The US-China tech race is really a chip talent war and America isn’t winning

  • However hard the Biden administration tries to counter Chinese chip manufacturing, there is a key factor it fails to take into account: talent flow
  • The US can ban the sale of technology to China. But it cannot stem the flow of global, including US-trained, tech talent to China
US President Joe Biden signed into law this month the Chips and Science Act that provides US$52.7 billion in subsidies aimed at outcompeting China in semiconductor production – part of a US$280 billion bipartisan industrial policy to boost semiconductor manufacturing. Days later, the US government placed four more critical technologies on an export control list, choking off Chinese access to them.
Moving at warp speed, however, China’s largest chip manufacturer, Semiconductor Manufacturing International Corp (SMIC), has secretly mastered how to produce chips using “7 nanometre” technology.

SMIC’s advance in production technology now puts it on a par with the US’ Intel, and only one generation behind the world’s most advanced chips in mass production, the 5nm generation produced by Taiwan Semiconductor Manufacturing Company (TSMC). Leaving aside the US’ robust economic alliance with Taiwan and South Korea, American and Chinese chip capabilities are roughly on an equal footing.

China’s stealth breakthrough has made a mockery of two US administrations’ efforts to restrict technology exports to China by the world’s leading manufacturers. The Biden administration’s whole-of-government approach is intended to stifle China’s ambition to move below 10nm technology. Clearly, it has failed.

However hard the Biden administration tries to counter Chinese chip manufacturing, there is a fatal flaw in its logic, and a critical factor it fails to take into account: talent flow.

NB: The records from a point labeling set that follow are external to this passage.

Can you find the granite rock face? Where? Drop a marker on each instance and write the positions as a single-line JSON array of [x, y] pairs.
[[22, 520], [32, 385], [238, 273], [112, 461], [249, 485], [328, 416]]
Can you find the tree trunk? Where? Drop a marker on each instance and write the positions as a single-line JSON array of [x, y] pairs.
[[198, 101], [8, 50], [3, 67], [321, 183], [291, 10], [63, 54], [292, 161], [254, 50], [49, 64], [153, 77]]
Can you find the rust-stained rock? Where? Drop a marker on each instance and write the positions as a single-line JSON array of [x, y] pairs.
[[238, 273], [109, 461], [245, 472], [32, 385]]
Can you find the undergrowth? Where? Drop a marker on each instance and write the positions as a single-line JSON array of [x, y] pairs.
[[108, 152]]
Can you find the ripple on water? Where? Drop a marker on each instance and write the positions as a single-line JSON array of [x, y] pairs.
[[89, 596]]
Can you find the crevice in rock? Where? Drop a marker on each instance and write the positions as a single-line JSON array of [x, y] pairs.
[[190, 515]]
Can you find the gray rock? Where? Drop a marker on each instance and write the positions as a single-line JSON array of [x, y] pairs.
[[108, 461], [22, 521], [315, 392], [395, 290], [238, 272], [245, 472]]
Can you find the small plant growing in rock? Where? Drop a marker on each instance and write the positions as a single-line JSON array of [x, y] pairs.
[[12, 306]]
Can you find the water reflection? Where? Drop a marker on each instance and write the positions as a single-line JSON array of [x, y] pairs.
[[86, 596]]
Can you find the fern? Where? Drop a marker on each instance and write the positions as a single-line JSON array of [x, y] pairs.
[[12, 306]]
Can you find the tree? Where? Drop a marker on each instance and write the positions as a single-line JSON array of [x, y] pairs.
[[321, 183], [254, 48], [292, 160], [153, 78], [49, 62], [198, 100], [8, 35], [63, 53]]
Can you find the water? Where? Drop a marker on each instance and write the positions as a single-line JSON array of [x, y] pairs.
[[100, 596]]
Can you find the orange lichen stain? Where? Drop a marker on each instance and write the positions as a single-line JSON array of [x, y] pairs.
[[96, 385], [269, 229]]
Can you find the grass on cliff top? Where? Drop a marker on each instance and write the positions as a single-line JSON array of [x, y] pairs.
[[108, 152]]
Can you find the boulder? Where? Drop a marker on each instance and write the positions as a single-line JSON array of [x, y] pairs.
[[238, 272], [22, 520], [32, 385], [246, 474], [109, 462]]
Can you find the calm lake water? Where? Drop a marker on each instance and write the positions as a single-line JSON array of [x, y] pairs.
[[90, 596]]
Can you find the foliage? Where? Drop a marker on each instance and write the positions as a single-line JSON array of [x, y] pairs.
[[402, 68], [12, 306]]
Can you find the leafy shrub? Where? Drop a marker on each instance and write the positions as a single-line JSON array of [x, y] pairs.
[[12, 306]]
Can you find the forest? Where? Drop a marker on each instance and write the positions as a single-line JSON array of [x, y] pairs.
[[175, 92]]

The US can ban the sale of technology, equipment or other tangible products to China. But it cannot stem the free flow of global tech talent from the world to China.

In upholding the sanctity of human freedom, the West is also morally bound to support free-willed individuals who are fulfilling personal aspirations beyond national borders.

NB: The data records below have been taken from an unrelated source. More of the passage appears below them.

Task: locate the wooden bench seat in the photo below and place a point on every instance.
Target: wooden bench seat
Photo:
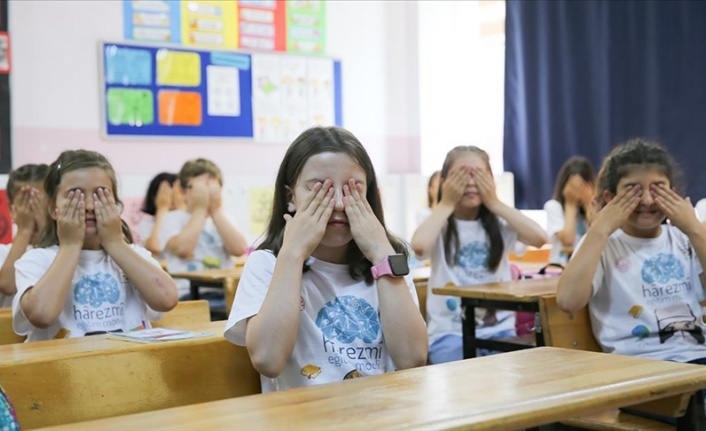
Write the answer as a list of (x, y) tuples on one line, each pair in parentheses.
[(573, 331), (72, 380)]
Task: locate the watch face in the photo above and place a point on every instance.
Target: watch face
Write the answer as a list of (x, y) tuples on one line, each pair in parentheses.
[(398, 264)]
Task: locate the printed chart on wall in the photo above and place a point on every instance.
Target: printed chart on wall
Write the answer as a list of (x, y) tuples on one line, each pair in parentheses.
[(295, 26), (178, 91)]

Huawei has been openly recruiting global talent, for example. In April, the Chinese tech group posted a recruitment notice for prodigies from all around the world, promising “limitless” salaries. In the past two years, Huawei has recruited 26,000 fresh graduates, including 300 prodigies. This year, the aim is to hire 10,000 fresh graduates.

Renowned French mathematician Laurent Lafforgue joined Huawei last September, a sign that its aggressive talent strategy is working. The world’s top scientists are also rational agents in the free market. With salaries, perks, grants and teams that are many times what Western tech companies can offer, the balance may gradually tilt in China’s favour.

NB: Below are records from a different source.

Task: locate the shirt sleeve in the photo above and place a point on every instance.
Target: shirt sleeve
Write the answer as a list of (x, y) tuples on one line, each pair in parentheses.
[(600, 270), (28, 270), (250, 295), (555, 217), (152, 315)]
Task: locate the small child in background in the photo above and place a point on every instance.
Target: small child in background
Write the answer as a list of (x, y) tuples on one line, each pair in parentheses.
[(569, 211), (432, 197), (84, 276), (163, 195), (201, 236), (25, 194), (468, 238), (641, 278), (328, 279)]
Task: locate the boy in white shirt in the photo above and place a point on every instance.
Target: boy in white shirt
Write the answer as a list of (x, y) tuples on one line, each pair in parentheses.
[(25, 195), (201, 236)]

Moreover, nearly two-thirds of graduate students in electrical engineering and computer science in the US are foreign nationals. Many are from emerging economies that have no emotional stake in the outcome of China-US strategic competition.

One of the US’ most promising space ventures, SpaceX, is run by Elon Musk, a South African immigrant whose other venture – Tesla – already relies heavily on both production and the market in China. Axiom Space, founded by Iranian immigrant Kam Ghaffarian, aims to launch the world’s first private international space station. These individuals are more passionate about advancing human civilisation and pushing back the frontiers of tech than having any role in US-China tech decoupling.

Without human capital, there can be no industrial revolution. If China manages to attract the talent, it will only be a matter of time before it has the world’s most advanced technology, including chips.

How China can counter US militarised mercantilism

The US can ban Chinese from elite American science institutions, but can it also ban students from Saudi Arabia, Iran, Vietnam or elsewhere? Such bans would mean a huge loss of talent for the US. What measures could the Biden administration take to prevent global talent flowing to China after these young people have gained knowledge and training in semiconductor technology in the United States?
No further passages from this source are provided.